MCMC and Statistical Inference¶
Suppose we wish to study the relation between two observables, $X$ and $Y$, as we suspect that there exists a mathematical rule: our theory tells us that
\begin{align}
Y = h_\theta(X)
\end{align}
where $h_\theta$ is a given function (called *hypothesis*) of $X$ and of a number of other parameters $\theta$. Our purpose is to find the correct values of parameters $\theta = (\theta_1,..,\theta_n)$.
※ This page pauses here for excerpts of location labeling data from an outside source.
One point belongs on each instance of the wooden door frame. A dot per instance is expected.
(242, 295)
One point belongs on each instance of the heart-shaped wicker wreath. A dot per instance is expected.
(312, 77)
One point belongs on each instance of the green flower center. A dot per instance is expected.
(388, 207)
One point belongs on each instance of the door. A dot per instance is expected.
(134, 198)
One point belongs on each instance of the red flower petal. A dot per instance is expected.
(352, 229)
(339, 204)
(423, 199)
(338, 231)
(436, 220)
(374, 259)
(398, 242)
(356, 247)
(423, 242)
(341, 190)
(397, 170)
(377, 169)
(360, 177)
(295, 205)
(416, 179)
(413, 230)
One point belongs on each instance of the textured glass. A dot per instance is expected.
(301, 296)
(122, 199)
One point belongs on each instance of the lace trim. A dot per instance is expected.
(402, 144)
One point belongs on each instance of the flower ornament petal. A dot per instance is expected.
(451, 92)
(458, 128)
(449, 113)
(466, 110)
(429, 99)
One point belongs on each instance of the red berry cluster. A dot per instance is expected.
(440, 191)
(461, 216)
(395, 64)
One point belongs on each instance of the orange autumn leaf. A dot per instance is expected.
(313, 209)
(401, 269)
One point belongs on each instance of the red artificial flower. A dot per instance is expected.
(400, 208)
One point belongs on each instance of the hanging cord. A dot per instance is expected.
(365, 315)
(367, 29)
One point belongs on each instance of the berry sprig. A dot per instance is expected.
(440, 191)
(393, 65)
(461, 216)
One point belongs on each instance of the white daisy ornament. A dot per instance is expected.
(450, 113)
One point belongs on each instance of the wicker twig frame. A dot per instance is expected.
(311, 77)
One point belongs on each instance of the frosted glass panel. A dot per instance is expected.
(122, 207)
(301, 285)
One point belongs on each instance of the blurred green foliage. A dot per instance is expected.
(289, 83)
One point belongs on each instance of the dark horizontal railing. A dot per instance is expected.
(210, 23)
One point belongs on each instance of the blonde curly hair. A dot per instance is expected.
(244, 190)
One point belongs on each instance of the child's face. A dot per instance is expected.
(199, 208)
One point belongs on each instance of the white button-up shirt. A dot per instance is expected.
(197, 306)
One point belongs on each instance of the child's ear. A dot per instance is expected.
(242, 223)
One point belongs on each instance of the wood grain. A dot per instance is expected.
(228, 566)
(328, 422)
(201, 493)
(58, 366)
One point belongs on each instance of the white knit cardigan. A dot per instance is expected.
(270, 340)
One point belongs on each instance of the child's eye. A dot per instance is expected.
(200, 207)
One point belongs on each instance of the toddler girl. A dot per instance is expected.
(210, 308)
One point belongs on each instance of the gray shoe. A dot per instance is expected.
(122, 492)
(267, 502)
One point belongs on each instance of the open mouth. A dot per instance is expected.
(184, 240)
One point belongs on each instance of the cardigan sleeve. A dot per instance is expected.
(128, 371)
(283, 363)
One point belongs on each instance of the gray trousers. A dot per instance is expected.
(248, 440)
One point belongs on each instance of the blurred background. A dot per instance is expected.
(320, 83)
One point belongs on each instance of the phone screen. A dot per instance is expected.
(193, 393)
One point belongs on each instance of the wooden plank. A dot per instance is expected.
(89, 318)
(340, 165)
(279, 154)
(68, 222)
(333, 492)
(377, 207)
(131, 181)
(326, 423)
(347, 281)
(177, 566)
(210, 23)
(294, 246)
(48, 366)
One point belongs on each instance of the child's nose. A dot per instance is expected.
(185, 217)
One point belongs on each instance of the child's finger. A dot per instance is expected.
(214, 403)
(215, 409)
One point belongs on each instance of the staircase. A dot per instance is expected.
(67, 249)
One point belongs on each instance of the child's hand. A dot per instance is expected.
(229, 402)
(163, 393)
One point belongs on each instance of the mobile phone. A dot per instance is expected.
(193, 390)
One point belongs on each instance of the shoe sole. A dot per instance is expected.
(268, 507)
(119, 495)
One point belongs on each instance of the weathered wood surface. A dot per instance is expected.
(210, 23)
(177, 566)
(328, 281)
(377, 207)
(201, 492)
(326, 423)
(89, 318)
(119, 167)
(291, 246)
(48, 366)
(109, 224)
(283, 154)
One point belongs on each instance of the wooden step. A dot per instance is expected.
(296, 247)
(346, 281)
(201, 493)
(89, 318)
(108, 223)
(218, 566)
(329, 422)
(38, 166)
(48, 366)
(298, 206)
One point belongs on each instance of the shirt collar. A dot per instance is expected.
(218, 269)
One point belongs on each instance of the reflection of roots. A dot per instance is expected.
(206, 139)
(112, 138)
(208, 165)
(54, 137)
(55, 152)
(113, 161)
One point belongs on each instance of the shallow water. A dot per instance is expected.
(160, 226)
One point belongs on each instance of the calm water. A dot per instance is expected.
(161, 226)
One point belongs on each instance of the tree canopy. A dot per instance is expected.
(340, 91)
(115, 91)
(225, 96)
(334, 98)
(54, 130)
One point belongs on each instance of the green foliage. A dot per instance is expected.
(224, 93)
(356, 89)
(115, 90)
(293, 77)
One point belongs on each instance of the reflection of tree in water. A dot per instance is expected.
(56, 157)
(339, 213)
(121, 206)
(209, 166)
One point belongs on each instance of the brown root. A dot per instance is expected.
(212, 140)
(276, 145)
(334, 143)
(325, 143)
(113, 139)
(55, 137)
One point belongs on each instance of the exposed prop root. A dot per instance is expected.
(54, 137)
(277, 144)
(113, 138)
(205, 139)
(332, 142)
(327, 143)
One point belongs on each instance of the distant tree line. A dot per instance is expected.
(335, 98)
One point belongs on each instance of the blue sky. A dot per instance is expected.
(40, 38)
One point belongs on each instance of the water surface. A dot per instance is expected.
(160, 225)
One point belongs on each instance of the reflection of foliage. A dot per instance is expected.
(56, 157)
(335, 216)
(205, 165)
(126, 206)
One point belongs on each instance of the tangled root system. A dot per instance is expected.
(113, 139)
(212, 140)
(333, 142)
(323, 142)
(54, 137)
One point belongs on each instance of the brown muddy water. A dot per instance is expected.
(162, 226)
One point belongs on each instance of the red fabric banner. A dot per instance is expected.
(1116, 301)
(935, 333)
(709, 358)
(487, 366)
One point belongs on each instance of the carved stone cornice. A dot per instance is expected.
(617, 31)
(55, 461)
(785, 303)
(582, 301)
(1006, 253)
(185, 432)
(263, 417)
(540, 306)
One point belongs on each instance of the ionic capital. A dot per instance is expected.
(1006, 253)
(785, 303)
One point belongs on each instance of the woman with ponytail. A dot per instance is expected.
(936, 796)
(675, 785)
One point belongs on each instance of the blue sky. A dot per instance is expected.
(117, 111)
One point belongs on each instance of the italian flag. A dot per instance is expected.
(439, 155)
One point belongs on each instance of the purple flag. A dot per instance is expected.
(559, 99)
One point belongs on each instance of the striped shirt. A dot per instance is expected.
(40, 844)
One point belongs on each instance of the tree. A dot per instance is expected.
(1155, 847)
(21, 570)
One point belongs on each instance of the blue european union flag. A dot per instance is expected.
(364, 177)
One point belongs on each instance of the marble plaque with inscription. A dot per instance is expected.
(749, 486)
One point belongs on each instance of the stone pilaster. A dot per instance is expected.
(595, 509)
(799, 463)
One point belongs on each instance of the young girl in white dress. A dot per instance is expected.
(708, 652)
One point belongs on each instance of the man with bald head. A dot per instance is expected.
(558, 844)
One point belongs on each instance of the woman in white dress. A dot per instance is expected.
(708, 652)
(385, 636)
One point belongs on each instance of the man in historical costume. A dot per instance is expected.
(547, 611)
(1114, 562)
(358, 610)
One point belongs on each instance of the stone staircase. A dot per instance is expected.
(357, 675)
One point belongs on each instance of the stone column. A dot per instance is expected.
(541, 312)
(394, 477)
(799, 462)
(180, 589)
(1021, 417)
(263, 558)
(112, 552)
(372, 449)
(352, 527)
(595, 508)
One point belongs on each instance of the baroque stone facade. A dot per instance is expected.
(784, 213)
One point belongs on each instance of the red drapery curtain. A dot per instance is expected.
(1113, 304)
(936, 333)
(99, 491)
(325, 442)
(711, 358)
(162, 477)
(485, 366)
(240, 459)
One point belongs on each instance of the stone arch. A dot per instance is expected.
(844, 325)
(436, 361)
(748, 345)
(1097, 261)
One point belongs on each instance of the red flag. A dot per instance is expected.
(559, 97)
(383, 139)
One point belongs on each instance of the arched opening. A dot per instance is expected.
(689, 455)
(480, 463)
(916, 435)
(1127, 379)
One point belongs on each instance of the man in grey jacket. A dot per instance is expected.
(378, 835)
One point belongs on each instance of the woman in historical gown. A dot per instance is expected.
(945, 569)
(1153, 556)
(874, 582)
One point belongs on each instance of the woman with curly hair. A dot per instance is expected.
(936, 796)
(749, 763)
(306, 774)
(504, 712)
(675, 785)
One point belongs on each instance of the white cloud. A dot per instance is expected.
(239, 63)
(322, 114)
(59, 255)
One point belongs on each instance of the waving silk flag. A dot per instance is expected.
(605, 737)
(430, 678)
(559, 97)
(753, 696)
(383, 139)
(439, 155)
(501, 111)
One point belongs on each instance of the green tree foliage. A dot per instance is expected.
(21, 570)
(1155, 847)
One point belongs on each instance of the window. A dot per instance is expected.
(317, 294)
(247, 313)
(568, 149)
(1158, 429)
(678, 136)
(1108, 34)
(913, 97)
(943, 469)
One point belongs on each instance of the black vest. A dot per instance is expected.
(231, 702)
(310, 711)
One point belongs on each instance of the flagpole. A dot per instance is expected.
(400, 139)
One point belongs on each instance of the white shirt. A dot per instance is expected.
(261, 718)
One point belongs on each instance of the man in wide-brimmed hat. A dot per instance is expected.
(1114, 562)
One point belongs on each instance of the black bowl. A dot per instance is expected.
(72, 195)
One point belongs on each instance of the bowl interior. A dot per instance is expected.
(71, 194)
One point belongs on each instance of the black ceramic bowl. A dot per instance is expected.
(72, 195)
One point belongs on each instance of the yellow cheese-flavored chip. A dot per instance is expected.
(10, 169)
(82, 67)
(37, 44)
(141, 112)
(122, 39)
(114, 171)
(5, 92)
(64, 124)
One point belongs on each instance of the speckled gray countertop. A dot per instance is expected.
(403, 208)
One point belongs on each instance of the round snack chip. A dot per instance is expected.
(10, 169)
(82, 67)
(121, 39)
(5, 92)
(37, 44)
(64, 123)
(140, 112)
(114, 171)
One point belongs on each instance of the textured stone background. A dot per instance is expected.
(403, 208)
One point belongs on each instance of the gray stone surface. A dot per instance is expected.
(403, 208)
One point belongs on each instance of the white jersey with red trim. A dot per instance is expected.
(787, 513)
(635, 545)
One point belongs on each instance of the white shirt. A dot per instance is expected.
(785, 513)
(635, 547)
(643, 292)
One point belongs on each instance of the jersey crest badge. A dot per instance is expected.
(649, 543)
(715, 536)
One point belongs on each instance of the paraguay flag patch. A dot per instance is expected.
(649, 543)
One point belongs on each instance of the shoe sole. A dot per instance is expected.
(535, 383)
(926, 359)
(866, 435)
To do so, we must collect data. We therefore perform the simultaneous measurement of observables $X$ and $Y$, collecting many such measurements. Let us denote each measurement outcome by $(x^{(a)},y^{(a)})$, with $a=1,..,A$. Since the data suffers from measurement errors, we cannot claim that $h_\theta(x^{(a)}) = y^{(a)}$, even if our hypothesis is perfectly correct and we choose the "correct" values of $\theta$. We thus define the errors of each measurement as
\begin{align}
\epsilon_a := y^{(a)} - h_\theta(x^{(a)})
\end{align}
The assumption is now that these errors are normally distributed. More precisely, the $A$-dimensional column-vector $\vec \epsilon$ (whose $a$th element is $\epsilon_a$) is the outcome of a random variable $\vec E$ distributed according to $\mathcal N(\vec 0, \Sigma)$, where $\Sigma$ is a given $A \times A$ covariance matrix. Therefore, we can write the pdf of $\vec \epsilon$ with parameters $\theta$ as
\begin{align}
p_{\vec E}(\vec \epsilon; \theta) = \dfrac{1}{\sqrt{(2\pi)^m|\det\Sigma|}} e^{-\frac{1}{2} \vec \epsilon^T \Sigma^{-1} \vec \epsilon}
\end{align}
Now, the parameters $\theta$ are unknown, and so -- from a Bayesian point of view -- we can think of $\theta$ as the outcome of a random variable $\Theta$. Then, $p_{\vec E}(\vec \epsilon; \theta)$ can be regarded as a conditional probability $p_{\vec E | \Theta}(\vec \epsilon | \theta)$: the probability of finding data errors $\vec E = \vec \epsilon$ given that the parameters are $\Theta = \theta$. By Bayes' theorem, we can thus write the inverse conditional probability, that is, the pdf of finding parameters $\Theta = \theta$ given the data errors are $\vec E = \vec \epsilon$:
\begin{align}
p_{\Theta | \vec E}(\theta | \vec \epsilon) = \dfrac{p_{\vec E | \Theta}(\vec \epsilon | \theta) p_\Theta(\theta)}{p_{\vec E}(\vec \epsilon)}
\end{align}
This $p_{\Theta | \vec E}$ is the pdf we are actually interested in, since it allows us to compute the most probable value of the parameters $\Theta$, as well as the error:
\begin{align}
\theta_* = \mathbb E[\Theta], \ \ \ \ \ \sigma := \sqrt{\text{Var}[\Theta]} = \sqrt{\mathbb E[\Theta^2] - \mathbb E[\Theta]^2}
\end{align}
We therefore wish to make use of MCMC to sample $m$ points following $p_{\Theta | \vec E}$ and to estimate the various expected values we wish to compute.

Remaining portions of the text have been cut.